Splendido il contrasto tra l’ampio panneggio dato dagli abiti della Vergine e il corpo nudo di Cristo.

La sua mano destra quasi sospesa perché incespicata nel manto della madre, ci dà il senso della gravità della morte, mentre la Madre, bella e incredibilmente giovane, ci mostra un dolore contenuto che è già certezza di risurrezione.

Il gesto solenne che la caratterizza, con la mano sinistra allontanata dal corpo e con il palmo rivolto verso l’alto, sembra alludere alla sua rassegnazione alla volontà divina e a richiamare l’attenzione di chi guarda sulla tragedia del Figlio.
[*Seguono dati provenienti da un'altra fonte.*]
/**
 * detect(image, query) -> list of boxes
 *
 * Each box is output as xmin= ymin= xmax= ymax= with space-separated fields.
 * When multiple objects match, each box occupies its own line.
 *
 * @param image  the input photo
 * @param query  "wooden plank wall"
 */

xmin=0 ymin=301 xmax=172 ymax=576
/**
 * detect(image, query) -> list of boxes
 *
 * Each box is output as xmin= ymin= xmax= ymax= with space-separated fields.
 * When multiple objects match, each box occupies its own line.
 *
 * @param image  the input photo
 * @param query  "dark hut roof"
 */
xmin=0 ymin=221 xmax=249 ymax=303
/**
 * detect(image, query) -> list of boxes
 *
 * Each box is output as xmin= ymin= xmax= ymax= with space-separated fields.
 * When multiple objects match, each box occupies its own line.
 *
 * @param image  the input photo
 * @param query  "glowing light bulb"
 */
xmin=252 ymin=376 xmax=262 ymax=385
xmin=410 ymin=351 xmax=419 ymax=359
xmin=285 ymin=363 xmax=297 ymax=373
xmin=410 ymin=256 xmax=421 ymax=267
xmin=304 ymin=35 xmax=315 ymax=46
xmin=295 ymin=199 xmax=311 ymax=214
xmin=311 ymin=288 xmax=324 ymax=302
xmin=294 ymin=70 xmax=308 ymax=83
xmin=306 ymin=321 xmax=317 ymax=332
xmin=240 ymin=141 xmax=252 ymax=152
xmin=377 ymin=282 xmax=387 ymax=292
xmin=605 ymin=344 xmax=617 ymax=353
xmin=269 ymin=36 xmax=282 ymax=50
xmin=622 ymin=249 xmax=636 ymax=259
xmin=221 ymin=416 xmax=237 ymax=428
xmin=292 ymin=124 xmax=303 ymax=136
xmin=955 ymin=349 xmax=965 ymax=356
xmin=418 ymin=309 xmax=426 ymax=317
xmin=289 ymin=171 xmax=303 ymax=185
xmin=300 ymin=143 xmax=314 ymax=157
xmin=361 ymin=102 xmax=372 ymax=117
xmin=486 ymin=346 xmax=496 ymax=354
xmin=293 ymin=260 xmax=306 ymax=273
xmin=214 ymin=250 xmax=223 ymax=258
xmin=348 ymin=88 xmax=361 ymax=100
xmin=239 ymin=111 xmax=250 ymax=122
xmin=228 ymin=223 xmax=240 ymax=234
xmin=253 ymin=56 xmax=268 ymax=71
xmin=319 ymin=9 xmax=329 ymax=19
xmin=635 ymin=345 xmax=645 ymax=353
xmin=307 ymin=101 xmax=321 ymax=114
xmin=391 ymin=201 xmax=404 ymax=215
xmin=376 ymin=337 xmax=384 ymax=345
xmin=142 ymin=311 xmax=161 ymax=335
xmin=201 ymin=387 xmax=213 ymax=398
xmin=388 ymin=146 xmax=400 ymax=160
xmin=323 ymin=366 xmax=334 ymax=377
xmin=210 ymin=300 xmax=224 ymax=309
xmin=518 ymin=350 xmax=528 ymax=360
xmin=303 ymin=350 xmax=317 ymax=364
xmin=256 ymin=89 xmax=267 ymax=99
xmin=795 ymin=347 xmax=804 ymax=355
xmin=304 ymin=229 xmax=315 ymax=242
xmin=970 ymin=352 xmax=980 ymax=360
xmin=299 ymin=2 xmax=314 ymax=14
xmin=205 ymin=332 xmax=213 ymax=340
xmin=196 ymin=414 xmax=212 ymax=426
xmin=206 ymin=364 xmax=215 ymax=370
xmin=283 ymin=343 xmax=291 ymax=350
Quel gesto misurato sembra essere il punto dove tutte le energie dell’opera si riversano.

Oltre che dal contenuto, si è colpiti dall’opera anche per questioni tecniche.

La perfezione anatomica del corpo di Cristo, i suoi dettagli epidermici, come i polsi con le vene rese visibili dalla naturale affluenza del sangue verso il basso; le differenti peculiarità delle varie superfici raffigurate, come le zone ruvide e opache nel basamento di ispirazione naturalistica, con rocce e tronchi d’albero, o l’eccellente panneggio, che sul busto della Vergine ha un andamento spezzato a brevi intervalli, mentre dalla vita in basso le pieghe diventano larghe e massicce, tipiche di un tessuto pesante e volumetricamente consistente.

Tutto l’insieme è dolcissimo, con un’ armonica concordanza nelle congiunzioni delle membra: Michelangelo va al di là del reale.

L’opera scultorea della Pietà  sembra concepita in una dimensione che è al di là della realtà naturale, al di là dello spazio: la luce deve scorrere sulla forma levigata senza penetrarla, l’aria non deve avvolgerla ed offuscarla.

Riaffiorano in Michelangelo le tracce di un platonismo estremo che tramite la contemplazione delle bellezze terrene aspira ad una bellezza divina e si vale perciò dell’arte quasi fosse uno strumento d’amore un amore che non significa possesso esclusivo bensì dono totale: Michelangelo avvicina l’arte alla filosofia.

Michelangelo. Schizzo preparatorio. Musée du Louvre, Paris.